平成23年度東京都南方地域戦没者追悼式
議長追悼の言葉

 本日、ご遺族をはじめ、関係者の皆様方のご参列のもと、「東京都南方地域戦没者追悼式」が執り行われるに当たり、東京都議会を代表いたしまして、謹んで追悼の言葉を申し上げます。

 あの惨烈を極めました先の大戦により、ふるさと東京から遠く離れた南方地域において、家族と祖国の安寧を祈りながら、多くの方々が犠牲となられました。

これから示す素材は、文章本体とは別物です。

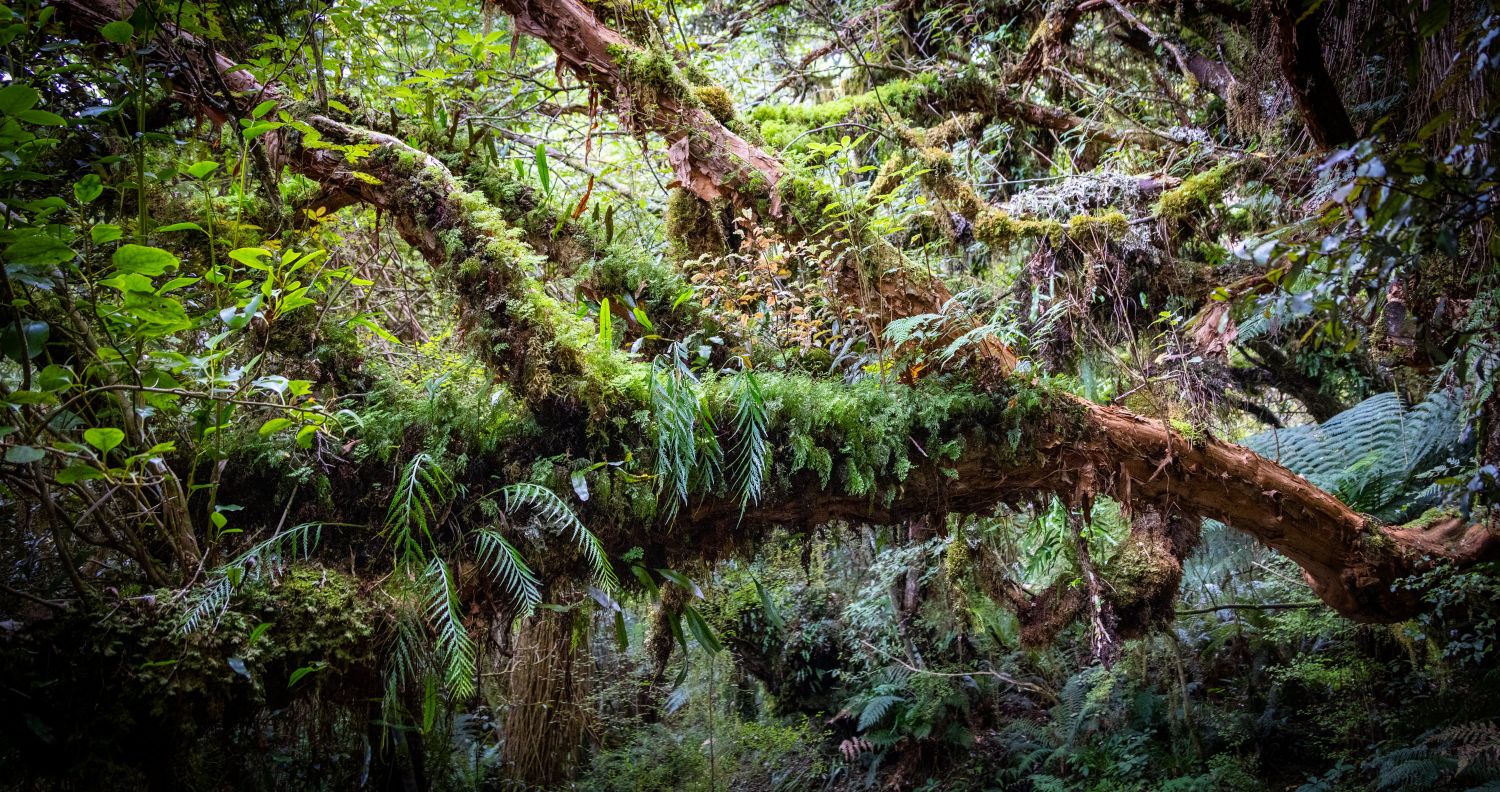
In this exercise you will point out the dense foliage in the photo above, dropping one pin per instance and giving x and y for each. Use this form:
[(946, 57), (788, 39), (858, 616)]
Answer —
[(810, 395)]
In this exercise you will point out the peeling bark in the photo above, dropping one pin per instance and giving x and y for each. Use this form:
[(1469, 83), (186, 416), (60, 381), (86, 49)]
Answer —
[(707, 158), (1299, 51)]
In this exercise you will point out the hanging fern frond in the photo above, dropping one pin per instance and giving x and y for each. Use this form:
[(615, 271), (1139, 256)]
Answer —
[(422, 495), (503, 563), (1377, 456), (453, 641), (752, 446), (554, 512), (267, 557), (684, 455)]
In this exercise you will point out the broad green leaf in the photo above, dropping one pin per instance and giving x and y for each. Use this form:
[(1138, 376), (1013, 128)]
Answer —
[(138, 258), (257, 129), (150, 308), (129, 282), (87, 189), (275, 425), (251, 257), (542, 168), (104, 438), (203, 168), (180, 227), (606, 335), (701, 630)]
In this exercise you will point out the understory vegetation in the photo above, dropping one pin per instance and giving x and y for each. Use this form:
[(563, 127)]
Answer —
[(807, 395)]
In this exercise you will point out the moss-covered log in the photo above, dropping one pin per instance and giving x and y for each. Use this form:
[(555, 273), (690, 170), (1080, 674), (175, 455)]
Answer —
[(1053, 443)]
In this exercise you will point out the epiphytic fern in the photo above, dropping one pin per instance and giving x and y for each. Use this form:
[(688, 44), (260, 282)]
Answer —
[(752, 446), (422, 495), (453, 641), (684, 455), (555, 513), (506, 567), (267, 557), (1377, 456)]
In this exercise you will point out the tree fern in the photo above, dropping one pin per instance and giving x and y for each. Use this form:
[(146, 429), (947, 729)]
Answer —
[(503, 563), (453, 641), (557, 513), (417, 507), (1377, 456), (267, 557)]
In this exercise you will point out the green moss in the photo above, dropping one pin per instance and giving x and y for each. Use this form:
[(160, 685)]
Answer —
[(1089, 227), (782, 123), (890, 176), (650, 72), (1194, 194), (692, 227), (716, 99), (999, 230)]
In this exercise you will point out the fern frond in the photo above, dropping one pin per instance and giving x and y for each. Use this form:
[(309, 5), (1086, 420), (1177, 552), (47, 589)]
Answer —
[(1377, 456), (554, 512), (752, 446), (416, 507), (503, 561), (267, 557), (453, 641), (684, 455)]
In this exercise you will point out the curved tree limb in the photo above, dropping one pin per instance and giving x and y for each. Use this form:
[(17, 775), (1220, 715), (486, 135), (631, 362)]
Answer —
[(1065, 446)]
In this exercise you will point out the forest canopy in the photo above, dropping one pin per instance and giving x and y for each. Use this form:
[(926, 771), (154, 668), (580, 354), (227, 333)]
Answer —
[(795, 395)]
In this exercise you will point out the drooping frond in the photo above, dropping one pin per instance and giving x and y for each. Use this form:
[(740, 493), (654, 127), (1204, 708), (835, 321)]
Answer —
[(1377, 456), (453, 641), (875, 710), (417, 506), (551, 510), (266, 557), (503, 563), (684, 455), (752, 446)]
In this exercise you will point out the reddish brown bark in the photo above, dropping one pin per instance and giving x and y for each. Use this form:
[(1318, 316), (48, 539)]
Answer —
[(1299, 51), (1077, 452), (1347, 558)]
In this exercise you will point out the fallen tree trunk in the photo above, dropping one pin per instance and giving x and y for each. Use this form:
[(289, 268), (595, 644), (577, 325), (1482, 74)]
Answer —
[(1068, 447)]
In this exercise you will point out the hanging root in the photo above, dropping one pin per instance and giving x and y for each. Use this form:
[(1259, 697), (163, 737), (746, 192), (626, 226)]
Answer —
[(1124, 599), (548, 686)]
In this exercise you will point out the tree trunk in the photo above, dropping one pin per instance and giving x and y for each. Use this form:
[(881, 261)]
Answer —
[(1068, 446), (1299, 51)]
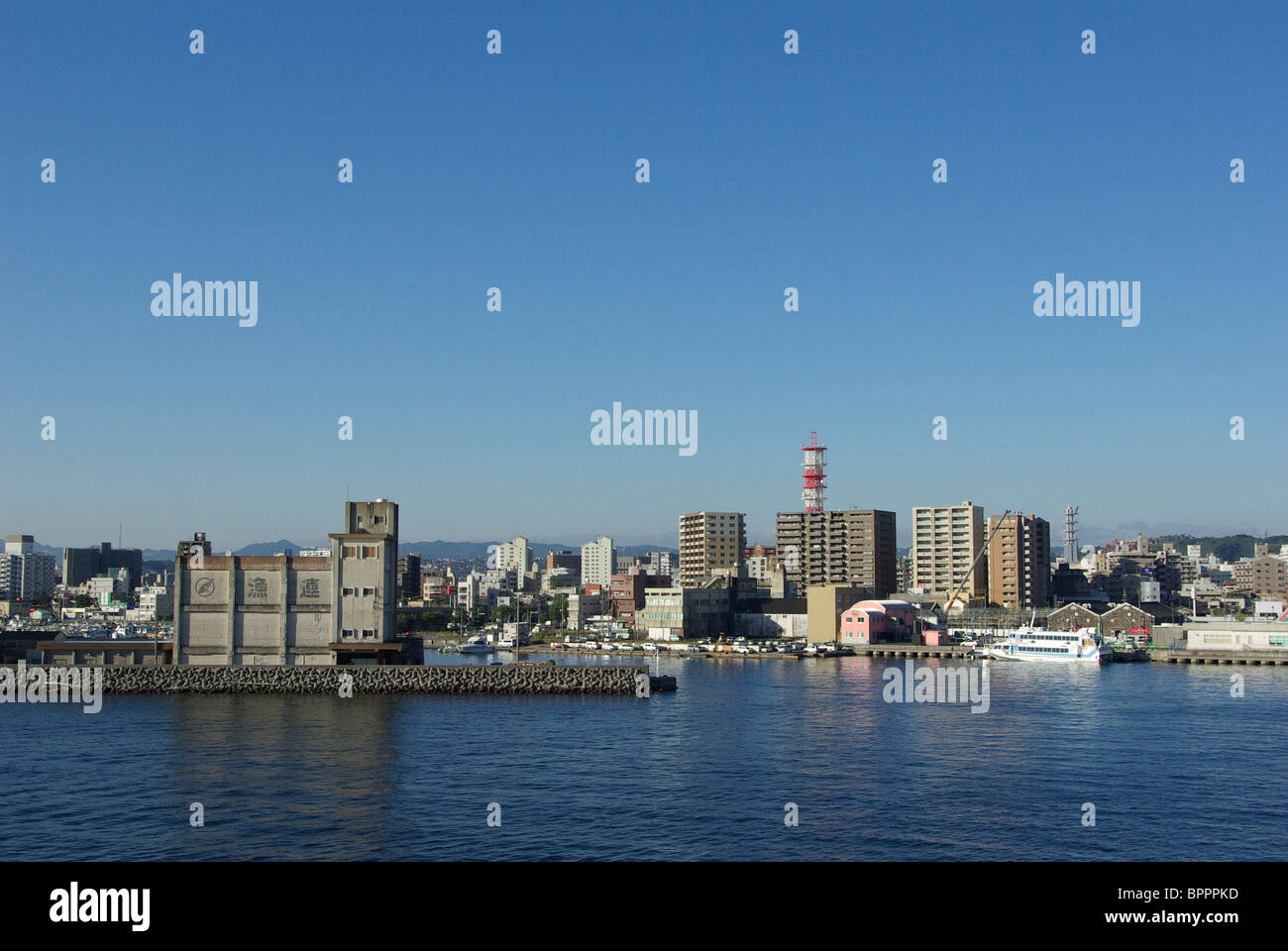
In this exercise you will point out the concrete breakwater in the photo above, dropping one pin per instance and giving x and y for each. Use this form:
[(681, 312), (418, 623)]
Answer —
[(509, 678)]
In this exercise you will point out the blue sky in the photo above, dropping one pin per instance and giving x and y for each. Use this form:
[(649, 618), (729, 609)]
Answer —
[(518, 170)]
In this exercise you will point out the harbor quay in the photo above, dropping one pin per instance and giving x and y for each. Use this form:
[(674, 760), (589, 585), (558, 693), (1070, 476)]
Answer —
[(523, 678)]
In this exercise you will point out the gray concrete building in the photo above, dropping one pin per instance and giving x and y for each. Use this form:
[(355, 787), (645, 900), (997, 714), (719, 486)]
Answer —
[(82, 564), (291, 609)]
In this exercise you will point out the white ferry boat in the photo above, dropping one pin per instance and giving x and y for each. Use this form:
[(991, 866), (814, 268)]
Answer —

このことは、私たち日本国民にとりまして、永遠に忘れることのできない深い悲しみであります。

 特に、ここ沖縄では、激烈な地上戦が繰り広げられ、島内のそこかしこには、今も戦争の傷跡が残されており、私たちに無言の警告を発し続けております。

 尊い命を捧げられました方々、また、最愛の肉親を失われたご遺族の深いお悲しみ、そして、県民の皆様の悲惨な体験に思いをいたすとき、今なお、悲痛の念が胸に迫り来るものを禁じ得ません。

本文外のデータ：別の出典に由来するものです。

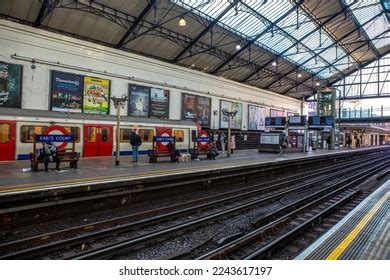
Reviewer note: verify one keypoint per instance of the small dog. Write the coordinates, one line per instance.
(184, 157)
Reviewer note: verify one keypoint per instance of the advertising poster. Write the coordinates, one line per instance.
(256, 118)
(66, 92)
(10, 85)
(203, 111)
(189, 107)
(139, 100)
(276, 113)
(225, 106)
(96, 95)
(159, 103)
(237, 120)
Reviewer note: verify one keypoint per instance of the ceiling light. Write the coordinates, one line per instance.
(182, 22)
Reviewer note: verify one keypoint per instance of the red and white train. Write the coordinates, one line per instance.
(94, 135)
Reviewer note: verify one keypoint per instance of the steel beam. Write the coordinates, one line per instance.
(46, 8)
(295, 44)
(362, 30)
(330, 46)
(207, 29)
(250, 42)
(136, 22)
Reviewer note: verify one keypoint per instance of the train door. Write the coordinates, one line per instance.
(98, 140)
(182, 138)
(7, 140)
(166, 132)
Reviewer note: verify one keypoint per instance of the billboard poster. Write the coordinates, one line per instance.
(256, 118)
(225, 106)
(203, 112)
(237, 120)
(189, 107)
(159, 103)
(10, 85)
(276, 113)
(139, 100)
(96, 95)
(66, 92)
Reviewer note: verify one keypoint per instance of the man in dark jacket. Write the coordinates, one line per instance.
(135, 142)
(49, 154)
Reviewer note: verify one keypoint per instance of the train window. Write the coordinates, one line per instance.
(92, 134)
(5, 133)
(75, 131)
(146, 135)
(105, 134)
(125, 134)
(179, 134)
(27, 132)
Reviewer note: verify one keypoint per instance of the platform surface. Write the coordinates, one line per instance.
(361, 235)
(15, 177)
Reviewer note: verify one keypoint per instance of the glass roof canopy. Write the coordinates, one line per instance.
(296, 37)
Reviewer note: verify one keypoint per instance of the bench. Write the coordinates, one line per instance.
(158, 151)
(65, 156)
(71, 157)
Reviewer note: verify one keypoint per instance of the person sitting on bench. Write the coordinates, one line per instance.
(49, 154)
(174, 153)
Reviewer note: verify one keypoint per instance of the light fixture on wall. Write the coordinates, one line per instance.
(182, 22)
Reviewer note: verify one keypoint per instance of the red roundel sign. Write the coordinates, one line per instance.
(57, 130)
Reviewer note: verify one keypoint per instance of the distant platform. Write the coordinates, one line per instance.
(361, 235)
(16, 177)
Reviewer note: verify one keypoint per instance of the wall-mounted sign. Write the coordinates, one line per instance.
(66, 92)
(321, 121)
(96, 95)
(275, 122)
(256, 118)
(10, 85)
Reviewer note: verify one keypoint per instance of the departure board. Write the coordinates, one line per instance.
(275, 122)
(321, 121)
(297, 120)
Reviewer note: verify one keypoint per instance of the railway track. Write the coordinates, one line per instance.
(122, 242)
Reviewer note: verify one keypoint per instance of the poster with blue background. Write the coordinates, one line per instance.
(66, 93)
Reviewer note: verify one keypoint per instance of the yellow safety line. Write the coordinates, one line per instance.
(335, 254)
(27, 186)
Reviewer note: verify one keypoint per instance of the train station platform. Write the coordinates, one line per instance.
(361, 235)
(15, 176)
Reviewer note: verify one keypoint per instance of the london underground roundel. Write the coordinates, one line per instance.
(57, 130)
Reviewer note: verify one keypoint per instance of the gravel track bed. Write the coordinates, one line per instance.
(42, 228)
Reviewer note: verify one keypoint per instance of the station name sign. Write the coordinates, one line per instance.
(164, 139)
(202, 139)
(54, 138)
(321, 121)
(275, 122)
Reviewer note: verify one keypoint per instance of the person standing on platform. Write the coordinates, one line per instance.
(223, 142)
(135, 142)
(49, 154)
(232, 143)
(349, 142)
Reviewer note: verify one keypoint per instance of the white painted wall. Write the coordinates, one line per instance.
(56, 52)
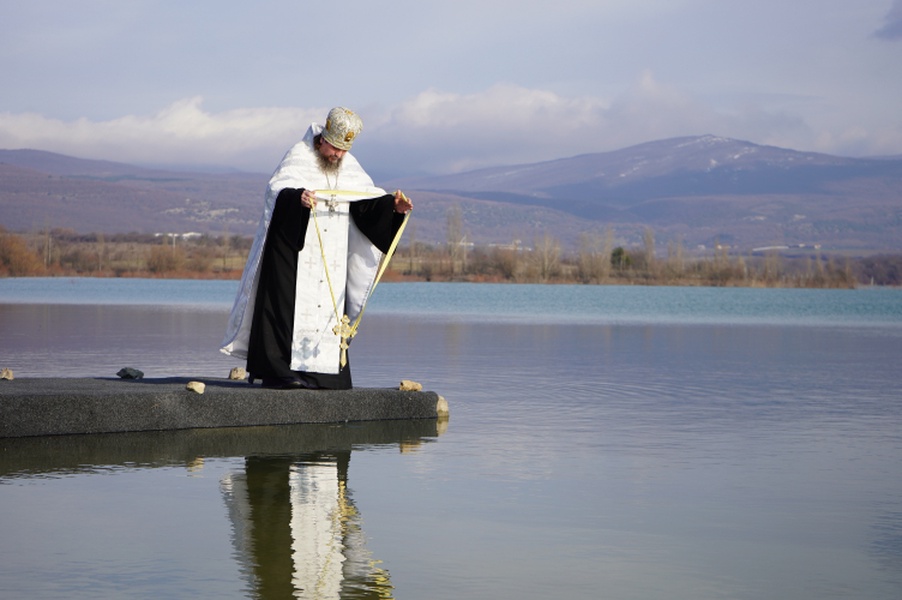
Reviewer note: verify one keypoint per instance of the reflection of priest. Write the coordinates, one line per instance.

 先の大戦が終わりを告げてから、早くも六十六年の歳月が過ぎ去りました。この間、日本は、国民一人ひとりの懸命な努力により、見事に復興をとげ、今日の繁栄を築いてまいりました。

 この繁栄と平和な時代を享受できる私たちにとりまして、こうした悲劇を二度と繰り返さぬよう、過去の戦争の記憶を風化させることなく、後世に語り継いでいくことは、重要な責務でございます。

 本年三月十一日に発生いたしました東日本大震災は、我が国に大きな犠牲と痛ましい傷跡を残しました。犠牲になられた多くの方々のご冥福をお祈りするとともに、被災された方々に心からお見舞い申し上げます。

 今こそ、戦後の我が国に、奇跡の復活と発展をもたらした日本人の魂と信念を思い起こさなければなりません。

 東京都議会といたしましても、これまで平和を求める都民の願いを込めて、すべての国々による核兵器の廃絶を訴えるなど、世界の恒久平和の実現に邁進してまいりました。

 これからも、戦争から学び取った厳しい教訓を生かし、平和な社会の構築と人間性豊かな社会の実現に、全力を尽くしてまいりますことを、改めて、お誓い申し上げます。

 結びにあたりまして、ここに尊い命を捧げられた方々のご冥福と、ご遺族の皆様のご健勝・ご多幸を心から祈念いたしますとともに、地元沖縄県の皆様からお寄せいただいたご協力・ご厚意に心から感謝申し上げまして、私の追悼の言葉とさせていただきます。